Regardless of the source, JavaScript (JS) converts all the text it handles into UTF-16.

UTF-16 is based on Unicode and is compatible with UTF-8 and backward compatible with ISO-8859-1 and US-ASCII.

But otherwise, all other loaded text must be transcoded to accurately display the characters.

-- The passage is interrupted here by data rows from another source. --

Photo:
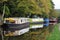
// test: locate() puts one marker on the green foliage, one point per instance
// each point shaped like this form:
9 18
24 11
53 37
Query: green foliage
24 7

Character set Support About
US-ASCII1 Yes 4 The original text encoding of the Internet
CP-437 Mimic The most common encoding for ASCII, ANSI art, and text for PC and MS-DOS
CP-12522 Mimic The default English encoding for legacy Windows3 is backward compatible with ISO-8859-1
ISO-8859-1 Yes 4 The replacement for US-ASCII that supported two times the characters and was the default encoding for the Commodore Amiga and legacy Linux
ISO-8859-15 Mimic An update for ISO-8859-1 that added some missing characters such as the € Euro sign
SHIFT JIS Yes 4 A legacy Japanese encoding used by Shift JIS art
UTF-8 Yes 4 The current standard encoding for modern HTML and most documents it supports over a hundred thousand characters
UTF-16 Yes 4 The Unicode implementation used by JavaScript and common for documents not written in the Latin alphabet
CP-1250
CP-1251
ISO-8859-5
Yes 4 Encodings that are mistakenly used by Chromium when viewing ANSI and ASCII art

  1. Historically known as ANSI X3.4 or ISO 646. 

  2. Also called Windows-1252 or Windows ANSI. 

  3. Created in 1985 for Microsoft Windows 1.0, it was revised in multiple releases of Windows, including Windows 95 and 98. 

  4. The browser natively handles this character set.